Packaging Agent Expertise: Practical Anatomy of Claude Skills and Context Management

Packaging Agent Expertise: Practical Anatomy of Claude Skills and Context Management

Published By The Shierbot
12 min read10/20/20252,216 words

I remember the first time I mapped an agent's workflow to a human-readable SOP: once you encode order, constraints and references in a structured way, the agent stops improvising and starts executing. Claude Skills are a pragmatic instantiation of that principle — a way to package repeatable expertise and progressive documentation so a single model can act like a reliable specialist without any weight updates.

Why Claude Skills matter

Claude Skills is a feature set from Anthropic that transforms how agents consume and apply procedural knowledge. Instead of scattering tool descriptions, ad-hoc prompts, and helper code across the conversation context, Claude Skills let you package an entire workflow into a directory with a single authoritative skill.md plus supporting files. The result is a defined specialist: an agent that recognizes when a skill is relevant, loads a compact summary, and progressively reveals the detailed instructions and programmatic resources only when required.

I see three immediate value propositions in this design:

  • Deterministic operational SOPs: Skills encode step-by-step instructions, I/O formats and examples in one place so the agent executes predictable sequences.
  • Context-efficient specialization: Skills use progressive disclosure to keep the main context lightweight until the agent decides to use the skill.
  • Composability with existing agent primitives: Skills can embed subagents and MCP servers, so you keep the power of external tools while operating within a structured workflow.

In short, Claude Skills are a packaging format for operational expertise that emphasizes repeatable workflows and context management.

Anatomy of a Claude Skill

A Claude Skill is a folder that contains a canonical instruction file (skill.md) plus any number of supporting resources (code, docs, examples). The skill.md is the fulcrum: it contains the metadata, capability descriptions, input/output formats, usage examples, and references to the accompanying files.

Structural layers (and token budgeting)

Anthropic surfaces a three-tiered structure inside a skill and an explicit strategy for managing tokens:

  1. Metadata (table of contents, short description): small — ~100–150 tokens. This is what the agent initially sees for each candidate skill.
  2. Capability/tools description: medium — typically under 5,000 tokens. This lists functions, arguments, expected outputs and example calls.
  3. Body/resources: large — unlimited token budget (the full set of docs, code files, datasets). These are only loaded when the agent decides to activate the skill.

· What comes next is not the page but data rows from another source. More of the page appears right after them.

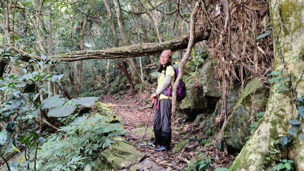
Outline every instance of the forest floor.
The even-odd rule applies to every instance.
[[[196,165],[197,168],[200,166],[206,164],[206,168],[204,170],[214,170],[219,167],[229,167],[232,163],[234,157],[229,155],[226,151],[218,150],[215,143],[210,143],[209,145],[203,146],[199,141],[196,141],[189,143],[180,150],[179,152],[173,154],[172,150],[181,140],[189,139],[194,134],[197,134],[198,140],[204,139],[206,128],[200,129],[198,126],[194,125],[193,122],[185,122],[185,119],[176,118],[172,126],[172,138],[171,141],[171,151],[166,152],[156,152],[154,151],[153,142],[149,143],[143,143],[142,136],[135,135],[134,130],[139,124],[146,124],[151,111],[149,108],[139,110],[147,105],[145,105],[144,99],[149,97],[149,94],[142,95],[141,98],[132,95],[127,95],[125,97],[115,99],[109,96],[104,97],[101,100],[104,103],[110,103],[110,108],[116,115],[122,117],[124,128],[128,131],[125,137],[127,141],[131,142],[140,151],[145,153],[148,156],[145,158],[138,164],[139,170],[181,170],[187,168],[188,165]],[[152,111],[149,122],[148,127],[153,128],[153,115],[154,109]],[[145,126],[144,127],[145,128]],[[185,133],[181,133],[186,132]],[[198,150],[198,148],[199,150]],[[198,154],[203,154],[200,159],[198,160]],[[208,157],[207,157],[208,156]],[[191,162],[190,164],[187,163]],[[192,164],[193,163],[193,164]],[[208,166],[207,166],[208,165]],[[194,166],[195,167],[196,166]],[[199,170],[198,169],[188,167],[187,170]],[[124,170],[126,170],[125,169]]]

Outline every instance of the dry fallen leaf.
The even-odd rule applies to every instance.
[[[160,162],[159,163],[159,164],[164,164],[164,163],[168,163],[168,162],[169,162],[169,161],[167,161],[167,160],[163,160],[163,161],[162,161]]]

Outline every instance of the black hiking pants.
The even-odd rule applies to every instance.
[[[172,102],[170,99],[162,99],[159,103],[158,109],[156,109],[153,117],[156,143],[170,146],[172,132],[171,116]],[[158,137],[161,137],[162,140]]]

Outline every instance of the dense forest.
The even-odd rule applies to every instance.
[[[304,170],[304,1],[0,6],[2,170]],[[160,152],[150,95],[167,49]]]

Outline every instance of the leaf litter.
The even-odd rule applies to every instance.
[[[145,100],[139,99],[138,97],[132,95],[126,95],[125,97],[117,99],[106,96],[104,97],[102,100],[103,102],[110,103],[110,108],[114,113],[123,118],[124,128],[128,132],[125,135],[126,140],[136,147],[138,151],[149,155],[143,159],[143,160],[139,164],[144,164],[143,163],[147,160],[154,162],[153,164],[145,165],[139,170],[151,170],[153,169],[155,170],[156,168],[155,167],[159,167],[156,168],[158,170],[181,170],[187,167],[188,164],[185,161],[196,161],[196,156],[200,153],[204,153],[206,156],[211,157],[212,166],[208,170],[214,170],[219,167],[229,167],[235,158],[235,156],[228,155],[225,150],[218,150],[216,147],[216,140],[214,140],[211,144],[205,146],[199,143],[198,141],[190,142],[180,152],[173,154],[172,149],[180,140],[189,139],[194,134],[197,134],[199,139],[205,136],[206,128],[199,129],[198,126],[195,126],[193,122],[185,122],[185,118],[175,118],[174,123],[172,123],[174,126],[172,126],[171,151],[167,152],[155,152],[154,150],[155,147],[153,144],[154,140],[153,139],[150,138],[147,142],[142,142],[142,136],[136,136],[134,134],[134,130],[137,128],[137,125],[139,124],[146,124],[149,118],[150,109],[146,108],[139,110],[146,106],[144,104]],[[154,112],[154,109],[152,112],[148,128],[153,128]],[[145,126],[143,128],[145,128]],[[183,131],[186,132],[187,133],[180,133]],[[183,159],[181,160],[181,158]]]

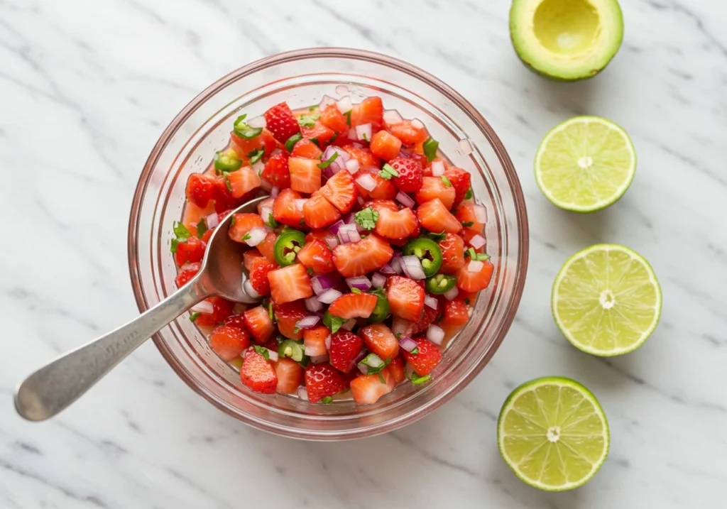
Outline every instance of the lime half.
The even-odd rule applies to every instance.
[[[636,152],[626,132],[598,116],[577,116],[553,128],[535,156],[535,179],[554,205],[577,212],[608,207],[628,189]]]
[[[569,378],[524,383],[497,421],[502,459],[530,486],[549,492],[587,483],[608,454],[608,423],[598,401]]]
[[[659,323],[662,290],[648,262],[623,246],[596,244],[571,256],[553,286],[553,316],[574,346],[627,353]]]

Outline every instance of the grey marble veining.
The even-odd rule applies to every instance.
[[[608,69],[558,84],[518,61],[505,0],[0,0],[0,507],[724,507],[727,4],[621,3],[626,35]],[[164,126],[220,76],[317,45],[388,53],[444,78],[513,157],[531,262],[488,367],[405,429],[316,444],[227,417],[150,343],[57,419],[22,421],[10,400],[23,376],[137,313],[127,215]],[[592,215],[555,209],[531,170],[545,133],[584,113],[622,125],[639,157],[624,198]],[[616,358],[575,350],[550,316],[561,265],[595,242],[640,252],[664,291],[654,336]],[[601,471],[562,494],[521,483],[495,441],[510,390],[550,374],[587,385],[611,430]]]

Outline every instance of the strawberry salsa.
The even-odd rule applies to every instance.
[[[470,174],[438,147],[377,97],[237,119],[227,148],[189,177],[172,252],[182,286],[231,209],[269,195],[228,232],[261,304],[212,297],[190,317],[244,385],[366,404],[430,380],[494,268]]]

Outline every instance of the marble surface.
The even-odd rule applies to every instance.
[[[626,35],[601,76],[526,71],[509,1],[0,0],[0,507],[724,507],[727,493],[727,4],[622,1]],[[148,343],[57,419],[30,424],[15,385],[137,313],[126,257],[132,194],[169,121],[217,77],[264,55],[348,45],[443,77],[499,134],[522,180],[531,264],[510,332],[460,394],[405,429],[317,444],[252,430],[194,394]],[[561,212],[532,161],[553,126],[606,116],[633,137],[636,178],[593,215]],[[581,353],[549,296],[579,249],[618,242],[653,265],[661,324],[638,351]],[[608,460],[547,494],[497,452],[510,390],[550,374],[608,414]]]

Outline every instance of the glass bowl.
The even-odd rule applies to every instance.
[[[372,405],[344,401],[324,406],[253,393],[209,348],[187,313],[154,336],[182,380],[223,412],[261,430],[312,440],[390,431],[420,419],[461,390],[507,332],[528,262],[525,200],[515,168],[471,104],[441,80],[390,57],[348,49],[302,49],[264,58],[222,78],[187,105],[154,145],[139,178],[129,223],[129,265],[140,310],[175,291],[177,268],[169,242],[172,222],[181,217],[185,205],[187,178],[204,171],[214,151],[227,144],[241,111],[252,118],[284,100],[294,109],[318,104],[324,94],[340,97],[337,87],[337,92],[350,93],[354,103],[377,95],[386,108],[419,119],[451,162],[472,174],[475,197],[488,211],[486,249],[495,269],[470,322],[433,373],[433,381],[403,383]],[[474,148],[470,154],[459,148],[465,139]]]

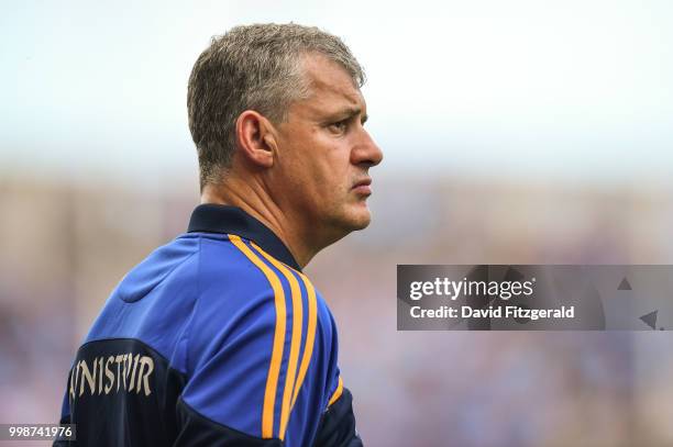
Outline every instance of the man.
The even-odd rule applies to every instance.
[[[334,321],[301,268],[369,223],[383,154],[363,81],[338,37],[296,24],[234,27],[200,55],[201,204],[79,348],[62,414],[78,445],[362,445]]]

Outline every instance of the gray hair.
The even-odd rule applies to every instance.
[[[255,110],[277,124],[287,119],[294,101],[308,97],[300,60],[312,52],[340,64],[357,87],[364,83],[364,71],[345,44],[315,26],[254,24],[212,37],[194,65],[187,89],[201,190],[219,183],[231,166],[235,122],[243,111]]]

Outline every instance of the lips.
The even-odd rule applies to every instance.
[[[357,193],[369,195],[372,193],[372,179],[362,179],[353,186],[353,190]]]

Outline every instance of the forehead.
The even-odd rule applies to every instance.
[[[360,88],[340,64],[321,54],[305,55],[301,59],[304,76],[308,81],[308,99],[296,104],[315,113],[332,113],[339,109],[366,108]]]

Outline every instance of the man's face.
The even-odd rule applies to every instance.
[[[349,74],[321,55],[306,56],[304,68],[311,93],[277,127],[275,190],[316,236],[335,241],[369,224],[368,169],[383,153],[363,127],[366,104]]]

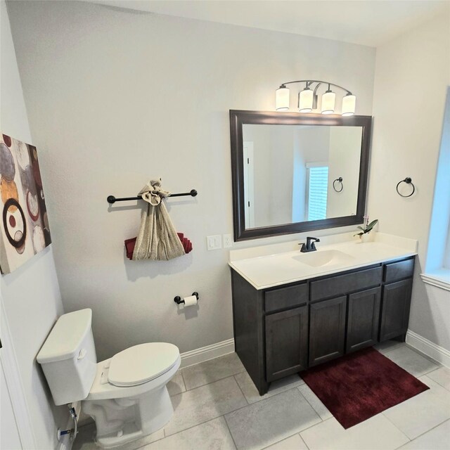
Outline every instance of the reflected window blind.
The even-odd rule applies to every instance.
[[[328,167],[309,167],[308,171],[308,220],[326,219]]]

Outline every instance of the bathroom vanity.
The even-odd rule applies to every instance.
[[[382,233],[321,241],[305,254],[297,242],[230,252],[236,352],[261,395],[275,380],[404,341],[416,242]]]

That progressive disclosure model — a compact summary followed by on-demand expansion — is the key engineering decision that distinguishes Claude Skills from loading a full MCP server or many tool descriptions at connect time.

Typical folder layout

A real-world Claude Skill follows a simple, opinionated layout. Here is a representative example I use when designing skills:

financial_ratio_skill/
  ├─ skill.md
  ├─ README.md
  ├─ tools/
  │   ├─ ratios.py
  │   └─ validators.py
  ├─ examples/
  │   ├─ input_examples.json
  │   └─ output_examples.json
  └─ data/
      └─ sample_financials.csv

The single skill.md is the control plane for the entire bundle. The tools directory contains programmatic helpers that the skill can call. examples provides canonical input / output pairs so the agent has concrete supervision, and data stores static reference artifacts.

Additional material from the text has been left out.